Villegas dijo hoy que la gerencia que estuvo a cargo de Rojas es estratégica "para el futuro de Bolivia", y agregó que desde fines de junio la empresa vive días "aciagos" y prometió que se investigarán las denuncias hasta las últimas consecuencias y "caiga quien caiga".

Las investigaciones comenzaron a mediados del mes pasado cuando Rojas provocó un choque triple en un vehículo de YPFB y la policía le decomisó documentos bancarios que consideró sospechosos.

Villegas anunció además que en un mes se concluirá una auditoría sobre el proceso de licitación y adjudicación de la construcción de las dos plantas de separación de líquidos del gas natural exportado a Brasil y Argentina, y en el que estuvo involucrado Rojas.

La construcción de una de esas instalaciones fue adjudicada en 2011 a la compañía española Técnicas Reunidas por un monto de 498 millones de dólares y la otra en 2010 a la firma argentina Astra Evangelista, por casi 160 millones de dólares.

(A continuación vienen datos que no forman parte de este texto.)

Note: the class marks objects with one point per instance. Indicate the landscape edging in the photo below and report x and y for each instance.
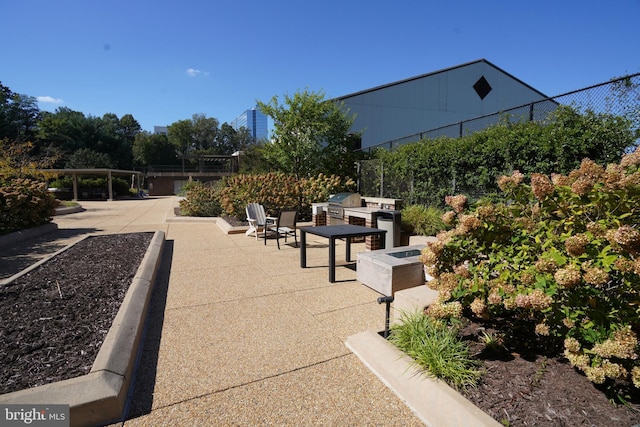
(100, 396)
(432, 400)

Villegas enfatizó que la investigación no paralizará la construcción de las dos plantas porque hay empresas contratadas para ello y otras para fiscalizar las obras, rechazando versiones de la prensa que pusieron en duda la continuidad de los proyectos.

El fiscal anticorrupción Carlos Candia confirmó hoy que citará a 18 personas que formaron parte de las comisiones de calificación de las ofertas para hacer las adjudicaciones de las dos plantas.

Por su parte, el fiscal del distrito de Santa Cruz, Isabelino Gómez, señaló a la prensa que no se puede "poner en tela de juicio un contrato por los delitos que hayan cometido dos personas" porque eso puede dañar la imagen de la petrolera estatal YPFB.

La supuesta trama de corrupción recuerda otra de 2009 en YPFB que derivó en una sentencia de 12 años contra su entonces presidente Santos Ramírez por varios delitos en la contratación de una empresa argentina boliviana también para construir una planta de gas.

Presidente del Senado en 2006 y dirigente del gobernante Movimiento al Socialismo (MAS), Ramírez era uno de los más cercanos colaboradores del presidente Morales e impulsor de la nacionalización de los hidrocarburos, por lo que muchos lo veían entonces incluso como posible sucesor del mandatario.